No more SLT!

Started Apr 29, 2013 | Discussions thread
TrojMacReady Veteran Member • Posts: 8,729
Re: Sony money maker

sean lancaster wrote:

liquid stereo wrote:

Frenske wrote:

Rashkae wrote:

andreac75 wrote:

It is from sonyalpharumors that usually has good news and not fakes

You *do* understand what a "rumor" is, right? And how often SAR has gotten it wrong?

As for the mirrorless cameras, it's pretty much well known that Sony is focusing on a FF NEX as well as eliminating SLT entirely, but that this may only pop up in 2014.

Is a full frame NEX not just a rumor too? I honestly don't see the point of a FF NEX. A tiny camera  behind a mammoth full-frame lens.

We all knew that the SLT will disappear when the on-sensor-focussing improved. That the SLT cameras will disappear is not surprise and not even an rumor. The only surprise/rumor is the speed that it happened. Maybe Sony had a break-through with a new focussing method, although it might be just an incremental improvement since some camera producers already managed reliable and semi-fast focussing in cameras.

I believe that is the point of a full-frame NEX. The NEX line is popular. Sony makes full-frame sensors. They have all the bits. I think its quite rational that they attempt to increase sales, profit, market-share.

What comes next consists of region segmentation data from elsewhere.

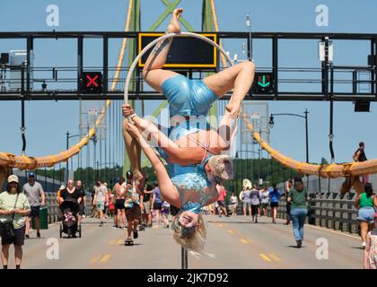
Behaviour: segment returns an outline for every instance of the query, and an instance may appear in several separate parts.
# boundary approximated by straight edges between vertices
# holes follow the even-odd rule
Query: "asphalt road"
[[[259,223],[252,223],[249,216],[205,218],[208,222],[205,251],[208,255],[188,253],[188,268],[363,267],[364,251],[357,236],[305,225],[305,239],[299,249],[292,225],[284,225],[283,221],[273,224],[263,216]],[[180,246],[173,240],[171,230],[162,225],[139,231],[135,245],[127,247],[126,230],[113,230],[110,219],[102,227],[98,219],[84,219],[81,239],[60,239],[59,224],[41,230],[42,239],[36,239],[34,230],[31,232],[23,247],[22,268],[180,268]],[[52,246],[48,245],[51,242]],[[8,265],[14,267],[13,247]]]

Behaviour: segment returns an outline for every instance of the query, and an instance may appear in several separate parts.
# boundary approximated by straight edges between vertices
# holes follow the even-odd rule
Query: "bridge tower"
[[[141,28],[141,10],[140,10],[140,2],[141,0],[129,0],[133,1],[132,3],[132,12],[131,12],[131,19],[130,19],[130,25],[129,25],[129,31],[140,31]],[[165,27],[162,29],[159,29],[161,24],[168,18],[171,13],[173,12],[175,8],[180,4],[181,0],[174,0],[171,2],[171,0],[161,0],[161,2],[165,5],[165,11],[157,18],[157,20],[152,24],[151,27],[147,30],[147,31],[155,31],[157,30],[163,30]],[[215,16],[215,0],[203,0],[202,5],[202,31],[217,31],[217,21]],[[180,22],[181,23],[182,27],[185,28],[188,31],[194,31],[194,28],[188,23],[188,21],[185,20],[185,16],[182,15],[180,18]],[[130,66],[134,59],[137,56],[137,48],[136,48],[136,41],[134,39],[128,39],[128,57],[127,60],[127,66]],[[138,72],[134,75],[134,77],[138,76]],[[135,81],[131,81],[130,91],[136,91],[136,86],[135,85]],[[132,101],[131,103],[135,108],[135,102]],[[153,117],[157,117],[162,109],[166,107],[168,104],[167,100],[164,100],[153,113]],[[141,110],[144,113],[144,100],[141,100]],[[210,116],[217,117],[217,108],[216,104],[215,103],[210,110]],[[127,154],[127,152],[125,152]],[[145,161],[143,161],[142,165],[145,166],[147,163]],[[125,175],[127,170],[130,170],[130,162],[128,157],[125,156],[124,165],[123,165],[123,174]]]

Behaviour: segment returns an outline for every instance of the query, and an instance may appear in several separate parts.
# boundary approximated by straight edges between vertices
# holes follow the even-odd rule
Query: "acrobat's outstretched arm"
[[[219,125],[217,134],[219,140],[217,145],[221,150],[229,150],[237,135],[238,117],[231,116],[231,113],[225,109]]]
[[[145,153],[146,157],[153,166],[157,175],[158,185],[162,196],[165,198],[165,200],[171,204],[180,208],[182,204],[180,198],[180,194],[178,193],[177,188],[174,187],[171,178],[169,177],[162,162],[161,162],[153,150],[144,139],[136,126],[132,124],[128,124],[127,128],[128,133],[139,143],[143,152]]]

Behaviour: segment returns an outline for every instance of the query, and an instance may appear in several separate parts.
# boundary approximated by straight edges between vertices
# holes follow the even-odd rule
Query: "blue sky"
[[[48,4],[59,7],[59,27],[57,30],[123,30],[127,0],[89,1],[89,0],[13,0],[2,4],[6,11],[0,18],[1,31],[51,30],[47,26],[46,7]],[[316,25],[316,6],[326,4],[329,10],[329,27]],[[142,0],[142,30],[146,30],[164,11],[164,4],[158,0]],[[180,6],[185,9],[184,17],[199,30],[201,27],[200,0],[182,0]],[[368,32],[377,33],[377,2],[375,0],[216,0],[215,7],[221,30],[246,31],[245,15],[250,13],[253,31],[302,31],[302,32]],[[160,30],[166,27],[166,22]],[[84,65],[101,63],[100,40],[84,41]],[[241,41],[225,41],[224,47],[231,55],[245,56],[241,48]],[[366,65],[370,48],[368,43],[336,41],[336,65]],[[35,43],[35,62],[37,66],[75,65],[75,43],[58,39],[57,41],[38,40]],[[254,60],[257,66],[270,66],[270,47],[266,40],[254,40]],[[16,40],[0,40],[0,51],[22,49],[25,44]],[[110,41],[110,65],[115,65],[119,40]],[[319,67],[317,41],[292,43],[282,41],[279,46],[279,65],[285,67]],[[285,74],[284,74],[285,76]],[[310,76],[310,75],[308,75]],[[289,85],[290,90],[304,90],[302,84]],[[152,113],[159,101],[148,101],[145,113]],[[320,161],[321,157],[329,159],[329,102],[268,102],[273,113],[309,114],[310,158]],[[21,103],[0,101],[0,151],[21,153]],[[375,104],[371,104],[370,113],[355,113],[351,102],[334,104],[334,148],[336,161],[349,161],[357,144],[366,144],[368,158],[377,158],[377,134]],[[78,102],[75,101],[28,101],[26,102],[27,154],[41,156],[53,154],[66,147],[66,132],[78,133]],[[296,160],[305,160],[304,123],[291,117],[276,117],[271,133],[271,145]],[[72,140],[74,141],[74,140]],[[243,147],[242,147],[243,149]]]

Sony certainly didn't have a breakthrough on the focusing speed of the RX1. This is important to note because the RX1 has the small body like the NEX system, but the RX1 has a FF sensor. But even on this flagship concept model, the focusing speed leaves much to be desired compared to the worst DSLRs . . . darn it.

A few things to keep in mind. The lens was designed to be as compact as possible, not to be the fastest possible focusing lens. The camera designers recently commented on this and stated that the large elements are part of the cause. The other is the fact that it's CDAF, not PDAF.

Even if the next generation of APS-C sensors is capable of fast on sensor PDAF, FF sensors are likely to take longer to develop, since faster read out speeds (very important for on sensor PDAF) are always much harder to achieve as sensor size goes up.

I didn't see a jump in focusing speed from the 5N to the 5R

The latter is capable of PDAF, the former is not and the latter can do follow focus in certain situations (with acceptable results, not comparable to good DSLR/SLT follow focus yet), the former really can't.